Acute angle-closure glaucoma
A sudden mechanical blockage of aqueous outflow at the iridocorneal angle causes a rapid, severe rise in intraocular pressure, producing an excruciatingly painful red eye with visual loss that is an ophthalmic emergency.
In a nutshell
Aqueous cannot escape through a suddenly blocked iridocorneal angle, most often when a mid-dilated pupil bunches iris tissue into the drainage angle. Intraocular pressure rockets within hours, producing pain, corneal oedema, haloes and visual loss; an emergency treated first with pressure-lowering drugs, then laser iridotomy.
Classic presentation
An older, hypermetropic patient develops sudden severe unilateral eye pain, headache, blurred vision with haloes around lights, and vomiting, often in the evening, with a red eye, hazy cornea and a fixed, mid-dilated pupil.
Key points
- Pupillary block, not simple angle narrowing, is the mechanism: mid-dilation bunches iris into the angle and seals the trabecular meshwork.

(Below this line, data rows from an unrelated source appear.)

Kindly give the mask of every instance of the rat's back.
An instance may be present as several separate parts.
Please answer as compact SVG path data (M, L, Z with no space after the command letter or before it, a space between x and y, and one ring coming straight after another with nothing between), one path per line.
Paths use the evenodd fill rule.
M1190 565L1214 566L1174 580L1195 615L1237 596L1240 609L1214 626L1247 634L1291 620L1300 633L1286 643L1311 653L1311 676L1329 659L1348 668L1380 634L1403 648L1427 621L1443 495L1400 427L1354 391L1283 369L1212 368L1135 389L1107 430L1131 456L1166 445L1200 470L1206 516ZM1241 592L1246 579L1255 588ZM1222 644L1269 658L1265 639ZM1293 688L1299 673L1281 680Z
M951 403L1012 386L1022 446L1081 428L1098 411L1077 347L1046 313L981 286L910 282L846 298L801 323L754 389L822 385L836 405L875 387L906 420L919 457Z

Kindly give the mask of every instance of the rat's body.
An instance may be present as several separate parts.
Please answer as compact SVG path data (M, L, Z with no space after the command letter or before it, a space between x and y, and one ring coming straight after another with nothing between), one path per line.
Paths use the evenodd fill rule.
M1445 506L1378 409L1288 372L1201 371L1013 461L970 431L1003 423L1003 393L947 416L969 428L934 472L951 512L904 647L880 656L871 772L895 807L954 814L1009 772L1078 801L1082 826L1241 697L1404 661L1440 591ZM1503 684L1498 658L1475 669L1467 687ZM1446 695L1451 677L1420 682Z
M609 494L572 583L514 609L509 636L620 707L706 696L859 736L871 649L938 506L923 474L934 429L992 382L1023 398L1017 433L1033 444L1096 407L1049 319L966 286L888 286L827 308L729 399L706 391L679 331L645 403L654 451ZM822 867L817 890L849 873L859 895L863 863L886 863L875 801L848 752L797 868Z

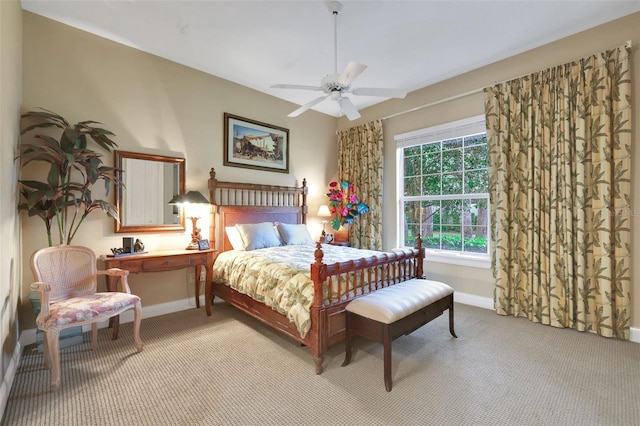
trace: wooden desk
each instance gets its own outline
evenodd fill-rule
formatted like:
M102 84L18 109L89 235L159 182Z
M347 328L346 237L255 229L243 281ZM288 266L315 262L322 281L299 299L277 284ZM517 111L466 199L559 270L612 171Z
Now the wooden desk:
M173 271L190 266L196 267L196 307L200 307L200 277L202 265L205 269L205 282L213 279L213 262L216 259L217 250L166 250L153 251L144 254L132 254L130 256L107 257L103 256L105 268L120 268L131 273L138 272L162 272ZM107 289L115 291L118 284L117 277L107 277ZM113 339L118 338L120 317L113 318Z

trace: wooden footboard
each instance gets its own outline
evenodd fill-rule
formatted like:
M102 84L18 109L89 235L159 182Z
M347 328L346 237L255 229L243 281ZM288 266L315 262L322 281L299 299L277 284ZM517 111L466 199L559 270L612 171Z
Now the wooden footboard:
M384 252L378 256L329 265L323 263L322 258L322 247L318 243L315 262L311 265L314 297L309 331L309 349L316 365L316 374L322 373L327 348L344 341L347 303L363 294L402 281L423 278L424 249L422 239L418 236L413 249ZM334 294L327 289L337 291Z

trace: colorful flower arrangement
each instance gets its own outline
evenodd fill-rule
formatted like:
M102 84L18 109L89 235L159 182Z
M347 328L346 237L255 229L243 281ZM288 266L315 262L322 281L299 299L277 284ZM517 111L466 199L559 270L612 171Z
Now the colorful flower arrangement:
M358 199L351 182L331 182L327 196L329 210L333 215L331 226L336 231L345 223L353 223L356 217L369 211L369 206Z

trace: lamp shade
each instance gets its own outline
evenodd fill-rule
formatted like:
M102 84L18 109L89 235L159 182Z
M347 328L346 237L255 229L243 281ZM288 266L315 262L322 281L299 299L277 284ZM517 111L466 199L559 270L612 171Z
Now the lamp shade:
M326 204L323 204L322 206L320 206L320 208L318 209L318 216L319 217L331 217L331 212L329 211L329 206L327 206Z
M209 200L207 200L199 191L187 192L182 199L182 202L190 204L209 204Z
M173 196L172 199L169 200L167 204L182 204L183 203L182 198L183 198L182 195L176 194Z

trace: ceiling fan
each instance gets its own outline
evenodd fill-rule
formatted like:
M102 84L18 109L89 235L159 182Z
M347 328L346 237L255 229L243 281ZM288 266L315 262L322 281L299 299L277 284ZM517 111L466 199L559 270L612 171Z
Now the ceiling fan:
M327 6L334 17L335 74L326 75L320 81L320 86L304 86L299 84L275 84L271 86L273 89L313 90L325 93L323 96L315 98L312 101L302 105L287 117L297 117L316 104L319 104L320 102L329 98L338 102L338 104L340 105L340 110L344 115L347 116L349 120L356 120L360 118L360 113L351 102L351 99L343 96L345 93L351 93L357 96L404 98L407 93L401 89L384 89L375 87L351 88L351 83L362 73L362 71L367 68L366 65L351 61L347 64L344 70L342 70L342 72L338 74L338 12L342 10L342 4L338 1L330 1L327 3Z

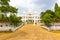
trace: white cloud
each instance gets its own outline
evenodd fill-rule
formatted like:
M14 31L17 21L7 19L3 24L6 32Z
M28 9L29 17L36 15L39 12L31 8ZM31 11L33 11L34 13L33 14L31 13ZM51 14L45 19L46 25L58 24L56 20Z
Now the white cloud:
M10 5L15 7L22 7L28 10L41 10L40 8L46 6L46 5L36 5L33 2L37 0L11 0ZM19 9L20 10L20 9Z
M25 8L33 8L34 5L32 4L32 0L11 0L10 5L12 6L20 6Z
M60 6L60 0L57 0L58 5Z
M48 0L46 0L47 2L44 2L44 0L42 0L42 3L40 3L40 0L10 0L10 5L15 6L19 9L19 12L21 13L21 10L24 11L24 9L27 10L32 10L32 11L37 11L37 12L41 12L47 8L53 9L53 5L49 5ZM37 2L37 3L35 3ZM52 4L54 3L51 0ZM60 4L60 0L57 0L57 3Z

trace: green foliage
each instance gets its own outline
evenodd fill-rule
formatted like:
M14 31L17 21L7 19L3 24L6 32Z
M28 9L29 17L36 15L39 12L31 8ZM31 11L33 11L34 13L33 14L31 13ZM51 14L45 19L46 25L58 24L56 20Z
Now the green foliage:
M41 12L41 21L45 24L60 22L60 7L58 4L55 4L54 12L51 10L46 10L45 12Z
M12 7L12 6L9 6L9 12L11 12L11 13L17 13L17 10L18 9L16 9L15 7Z
M0 0L0 21L2 22L10 22L10 24L17 25L22 22L21 17L17 17L15 13L17 13L17 8L9 5L10 0ZM10 17L7 17L7 13L12 13ZM3 13L3 14L2 14Z
M56 17L56 22L60 22L60 7L58 6L58 4L55 4L55 17Z
M0 7L0 11L1 11L1 12L4 12L4 13L7 13L7 12L9 12L8 8L9 8L9 7L1 6L1 7Z
M55 12L58 10L58 4L57 3L55 3Z
M54 14L54 12L51 10L46 10L46 12L42 12L41 13L42 22L44 22L45 24L51 23L52 18L54 16L53 14Z
M0 5L9 5L10 0L0 0Z
M60 7L58 6L58 4L55 4L55 15L57 18L60 19Z
M3 14L0 14L0 22L3 22L5 19L4 15Z
M11 14L9 17L10 24L17 25L19 22L21 22L21 19L18 18L15 14Z
M17 13L17 8L12 7L9 5L10 0L0 0L0 11L5 13L5 16L7 16L7 13Z

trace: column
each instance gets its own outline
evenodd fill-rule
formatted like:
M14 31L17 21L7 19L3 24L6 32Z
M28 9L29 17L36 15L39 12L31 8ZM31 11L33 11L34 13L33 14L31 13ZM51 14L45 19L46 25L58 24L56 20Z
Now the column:
M35 17L34 17L34 25L35 25Z
M39 18L38 18L38 16L37 16L37 24L39 24Z
M27 23L26 20L27 20L27 19L26 19L26 15L25 15L25 23Z

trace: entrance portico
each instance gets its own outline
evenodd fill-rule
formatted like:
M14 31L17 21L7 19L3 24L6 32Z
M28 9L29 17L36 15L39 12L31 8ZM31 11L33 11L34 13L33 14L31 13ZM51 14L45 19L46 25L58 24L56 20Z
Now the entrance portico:
M36 13L32 12L24 12L22 15L22 21L28 23L28 21L32 22L34 25L38 24L40 21L40 16Z

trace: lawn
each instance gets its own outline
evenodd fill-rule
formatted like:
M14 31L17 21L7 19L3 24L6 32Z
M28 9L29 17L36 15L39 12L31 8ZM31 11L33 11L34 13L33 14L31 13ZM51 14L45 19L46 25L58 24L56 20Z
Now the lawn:
M55 33L39 25L26 24L15 32L0 32L0 40L60 40L60 32Z

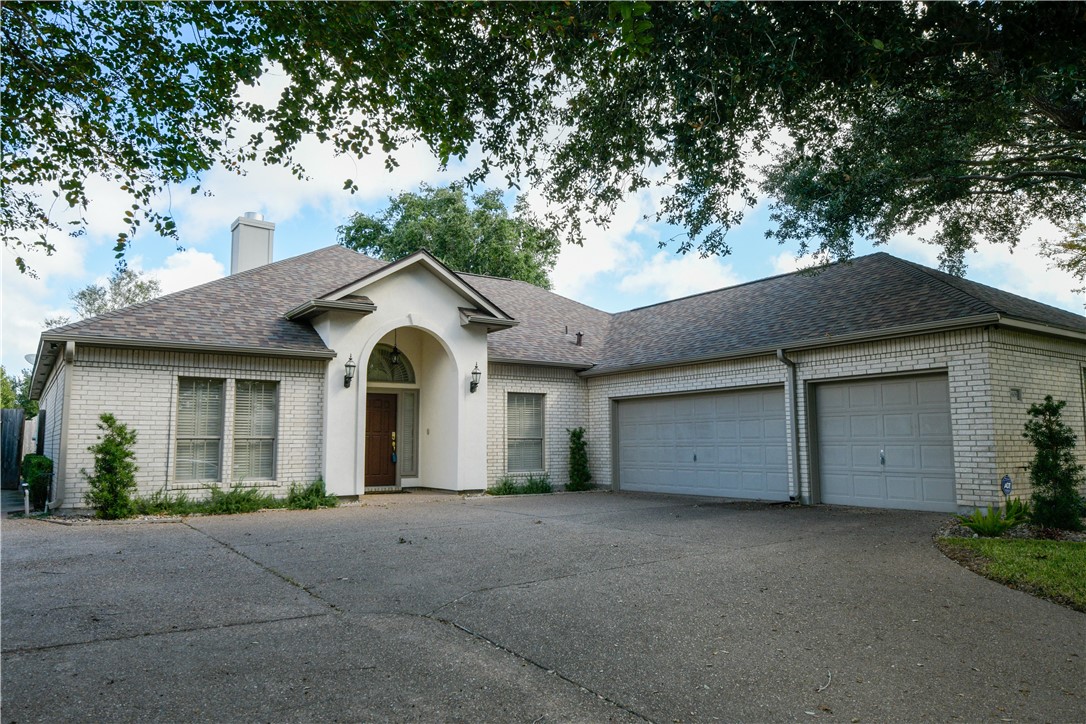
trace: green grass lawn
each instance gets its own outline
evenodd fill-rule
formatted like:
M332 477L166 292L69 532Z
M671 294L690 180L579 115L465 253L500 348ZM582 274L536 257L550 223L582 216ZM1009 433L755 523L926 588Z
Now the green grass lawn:
M940 548L971 570L1086 612L1086 543L1007 538L944 538Z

- Intraocular pressure can reach 60-80 mmHg within hours, explaining why this is a same-day emergency, not a routine referral.
- The fixed, mid-dilated, oval pupil is a direct sign of ischaemic sphincter paralysis from the pressure, not primary pupil pathology.
- Nausea and vomiting can dominate the picture and mimic an abdominal or neurological emergency, delaying diagnosis.
- The fellow eye shares the anatomical risk and is treated prophylactically with iridotomy even if asymptomatic.
First-line investigation
Tonometry to measure intraocular pressure: it directly confirms the mechanism driving the emergency and guides urgency of treatment.
First-line management
Emergency medical therapy to lower intraocular pressure (topical and systemic agents), followed by urgent ophthalmology referral for definitive laser peripheral iridotomy.
Exam traps
- Do not mistake the vomiting for a gastrointestinal cause; check the eye in any patient with headache, vomiting and visual disturbance.
- Pilocarpine is not given first; it is added once pressure starts falling, as an ischaemic sphincter will not respond to it initially.
- A red eye with a normal, reactive pupil argues against angle closure: the fixed mid-dilated pupil is the discriminating sign.
Educational content pending clinical review. Not medical advice.